Revision as of 14:13, 11 May 2020


A relevant test case is a combination of data set, application and parameters which reflects production behaviour or at least allow assumptions (to be proven) about real operating point. The definition of a relevant test case is essential and vital for performance engeneering both for developing an application and for efficient use of (even blackboxed) application. Typically it need (at least basic) knowledge about algorithms used in the application, prediction about needed size of computation jobs, and of course which features of software will be used.

In the first approximation a [set of] real production test cases[s] is a relevant test case for itself, sic! However these test cases are typicall large, long-running and unhandy till impossible to analyse, so a reduced relevant test case is needed. Typical ways to get a reduced test case are using a real data set and then reduce the size of data set (e.g. grid resolution), crop the execution after a handful of iterations (prior reaching the convergence), or also omitting some computation parts with known behaviour.

  • The same software path as in production must be used.

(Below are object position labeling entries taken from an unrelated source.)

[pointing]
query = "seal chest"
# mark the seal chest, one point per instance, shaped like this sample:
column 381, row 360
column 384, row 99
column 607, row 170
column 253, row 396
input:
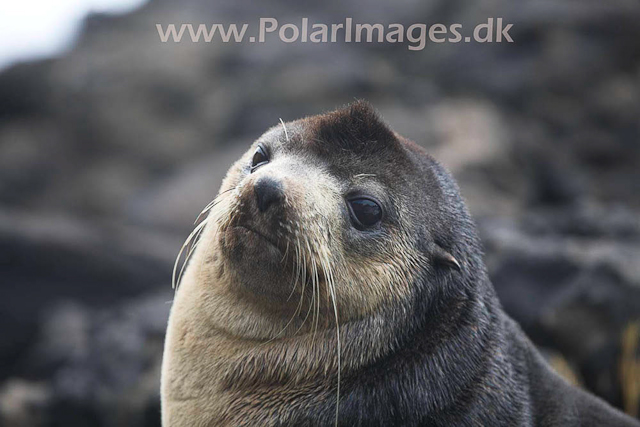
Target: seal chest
column 337, row 279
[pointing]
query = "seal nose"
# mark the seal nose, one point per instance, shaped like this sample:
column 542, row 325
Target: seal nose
column 268, row 192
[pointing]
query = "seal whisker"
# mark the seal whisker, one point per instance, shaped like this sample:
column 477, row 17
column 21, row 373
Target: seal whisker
column 286, row 134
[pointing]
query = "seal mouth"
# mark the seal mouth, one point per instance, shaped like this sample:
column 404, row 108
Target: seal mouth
column 262, row 236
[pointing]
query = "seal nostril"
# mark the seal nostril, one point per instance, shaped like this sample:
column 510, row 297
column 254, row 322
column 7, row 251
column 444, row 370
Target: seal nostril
column 268, row 191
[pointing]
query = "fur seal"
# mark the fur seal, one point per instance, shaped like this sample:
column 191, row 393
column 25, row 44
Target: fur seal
column 338, row 279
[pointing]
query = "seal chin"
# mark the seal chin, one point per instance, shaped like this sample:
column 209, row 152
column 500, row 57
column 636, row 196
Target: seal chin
column 257, row 261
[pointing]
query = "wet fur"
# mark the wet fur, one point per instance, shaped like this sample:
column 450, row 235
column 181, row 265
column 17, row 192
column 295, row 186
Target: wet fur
column 422, row 343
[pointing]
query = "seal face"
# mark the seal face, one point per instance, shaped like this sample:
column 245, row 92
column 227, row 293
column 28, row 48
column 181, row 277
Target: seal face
column 338, row 279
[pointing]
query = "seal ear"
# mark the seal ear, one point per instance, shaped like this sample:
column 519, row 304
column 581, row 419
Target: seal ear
column 443, row 257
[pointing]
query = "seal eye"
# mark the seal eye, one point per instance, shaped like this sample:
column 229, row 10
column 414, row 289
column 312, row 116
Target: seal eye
column 259, row 158
column 365, row 212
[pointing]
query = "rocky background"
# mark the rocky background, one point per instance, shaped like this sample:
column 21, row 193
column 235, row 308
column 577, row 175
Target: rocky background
column 108, row 153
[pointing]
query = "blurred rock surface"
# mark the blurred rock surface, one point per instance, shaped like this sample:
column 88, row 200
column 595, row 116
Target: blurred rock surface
column 108, row 153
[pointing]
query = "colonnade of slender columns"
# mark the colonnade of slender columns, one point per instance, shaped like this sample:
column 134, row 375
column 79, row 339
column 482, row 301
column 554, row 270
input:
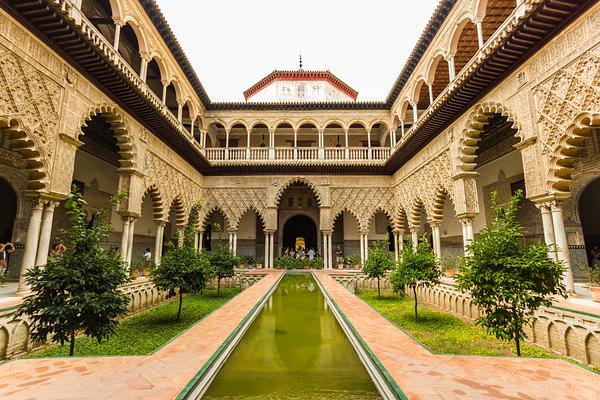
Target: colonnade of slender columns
column 327, row 250
column 127, row 238
column 555, row 237
column 364, row 246
column 158, row 241
column 233, row 242
column 38, row 239
column 269, row 248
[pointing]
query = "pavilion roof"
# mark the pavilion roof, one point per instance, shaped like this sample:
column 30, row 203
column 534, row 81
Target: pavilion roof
column 300, row 75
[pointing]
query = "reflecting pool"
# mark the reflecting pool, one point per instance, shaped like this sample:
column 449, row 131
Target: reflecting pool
column 295, row 349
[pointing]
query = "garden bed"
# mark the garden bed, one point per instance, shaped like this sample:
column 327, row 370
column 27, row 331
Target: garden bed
column 146, row 331
column 443, row 333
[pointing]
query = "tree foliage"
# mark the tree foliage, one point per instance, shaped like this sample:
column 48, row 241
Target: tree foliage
column 508, row 281
column 222, row 262
column 378, row 262
column 79, row 291
column 418, row 267
column 183, row 268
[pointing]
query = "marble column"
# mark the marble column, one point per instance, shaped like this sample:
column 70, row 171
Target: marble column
column 329, row 248
column 562, row 245
column 130, row 241
column 548, row 229
column 271, row 250
column 414, row 235
column 158, row 241
column 266, row 250
column 124, row 238
column 31, row 245
column 435, row 234
column 46, row 233
column 396, row 255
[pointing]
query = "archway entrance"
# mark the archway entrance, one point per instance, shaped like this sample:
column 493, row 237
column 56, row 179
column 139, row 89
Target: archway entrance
column 589, row 216
column 8, row 211
column 300, row 226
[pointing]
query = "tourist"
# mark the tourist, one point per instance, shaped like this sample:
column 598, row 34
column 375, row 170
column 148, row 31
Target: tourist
column 595, row 255
column 147, row 256
column 338, row 251
column 5, row 249
column 58, row 250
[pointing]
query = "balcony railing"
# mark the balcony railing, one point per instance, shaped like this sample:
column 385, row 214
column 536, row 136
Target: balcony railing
column 350, row 154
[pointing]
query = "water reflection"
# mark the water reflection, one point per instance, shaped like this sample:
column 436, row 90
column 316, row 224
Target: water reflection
column 294, row 349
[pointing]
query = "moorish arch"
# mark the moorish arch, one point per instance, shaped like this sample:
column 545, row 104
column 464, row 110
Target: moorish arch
column 119, row 126
column 568, row 151
column 468, row 143
column 20, row 140
column 299, row 180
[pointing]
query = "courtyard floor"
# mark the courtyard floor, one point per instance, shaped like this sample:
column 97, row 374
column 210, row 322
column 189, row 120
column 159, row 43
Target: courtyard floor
column 161, row 375
column 423, row 375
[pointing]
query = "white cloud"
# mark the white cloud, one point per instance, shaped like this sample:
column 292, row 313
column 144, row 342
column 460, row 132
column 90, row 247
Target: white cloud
column 233, row 44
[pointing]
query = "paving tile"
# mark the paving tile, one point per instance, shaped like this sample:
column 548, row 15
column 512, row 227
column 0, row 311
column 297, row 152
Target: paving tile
column 159, row 376
column 418, row 371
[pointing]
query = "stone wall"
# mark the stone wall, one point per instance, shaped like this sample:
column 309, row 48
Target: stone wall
column 561, row 331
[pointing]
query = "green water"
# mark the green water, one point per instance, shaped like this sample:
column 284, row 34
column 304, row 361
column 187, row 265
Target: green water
column 295, row 349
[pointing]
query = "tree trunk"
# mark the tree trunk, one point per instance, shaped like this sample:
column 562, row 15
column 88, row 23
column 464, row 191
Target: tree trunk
column 72, row 346
column 180, row 301
column 415, row 294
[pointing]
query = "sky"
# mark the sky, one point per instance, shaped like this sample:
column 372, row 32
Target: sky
column 232, row 44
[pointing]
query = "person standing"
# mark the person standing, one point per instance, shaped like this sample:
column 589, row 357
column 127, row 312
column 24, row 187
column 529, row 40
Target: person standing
column 5, row 249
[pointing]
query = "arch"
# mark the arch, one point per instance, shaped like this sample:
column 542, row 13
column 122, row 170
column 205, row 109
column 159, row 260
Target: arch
column 139, row 33
column 360, row 122
column 258, row 122
column 215, row 208
column 118, row 124
column 237, row 122
column 158, row 209
column 305, row 121
column 246, row 210
column 384, row 123
column 470, row 136
column 568, row 152
column 439, row 199
column 304, row 181
column 421, row 94
column 177, row 205
column 345, row 210
column 414, row 219
column 303, row 225
column 26, row 144
column 455, row 36
column 379, row 209
column 464, row 44
column 334, row 121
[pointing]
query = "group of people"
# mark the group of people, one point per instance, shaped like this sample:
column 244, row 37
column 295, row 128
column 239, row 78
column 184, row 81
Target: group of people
column 301, row 253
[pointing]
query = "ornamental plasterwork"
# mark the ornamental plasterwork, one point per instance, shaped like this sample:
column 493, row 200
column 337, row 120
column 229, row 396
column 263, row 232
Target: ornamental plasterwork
column 234, row 203
column 427, row 185
column 568, row 93
column 362, row 203
column 170, row 183
column 32, row 98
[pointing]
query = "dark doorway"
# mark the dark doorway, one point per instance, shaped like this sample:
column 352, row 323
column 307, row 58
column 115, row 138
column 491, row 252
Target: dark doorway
column 300, row 226
column 589, row 216
column 8, row 211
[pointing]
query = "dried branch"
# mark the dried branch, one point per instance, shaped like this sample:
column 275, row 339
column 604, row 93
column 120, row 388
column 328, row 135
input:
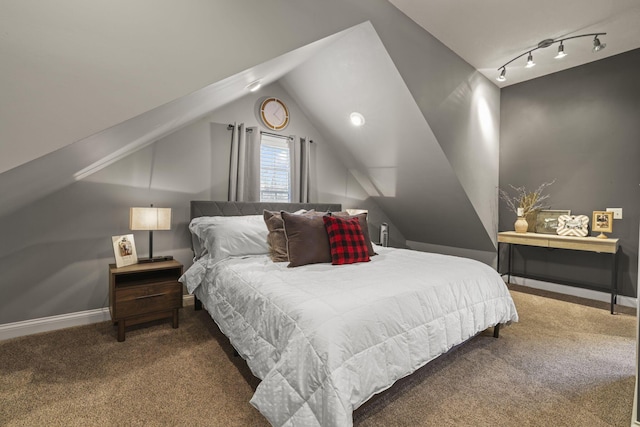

Needless to say that if you use in production a compute kernel A, a data set for kernel B would be not relevant.
  • The hotspots of production runs must also be hotspost in the reduced relevant test case (rule-of-thumb: about of the half of overall excution time should be in hotspots). This in turn lead to the rule: Do not downsize too much.
  • Is the computation numerically stable?
  • Know the scalability pattern of your application depending on data set size: linear, logarithmical, polynomial (O², O³?), or exponentially? (In latter case don't care about scalability - you won't be able to compute interesting data sets until the end of the world..)
  • if you accieved any results (e.g. scalability improvement) on a reduced test case, confirm this with at least selective tests on a full-size test case.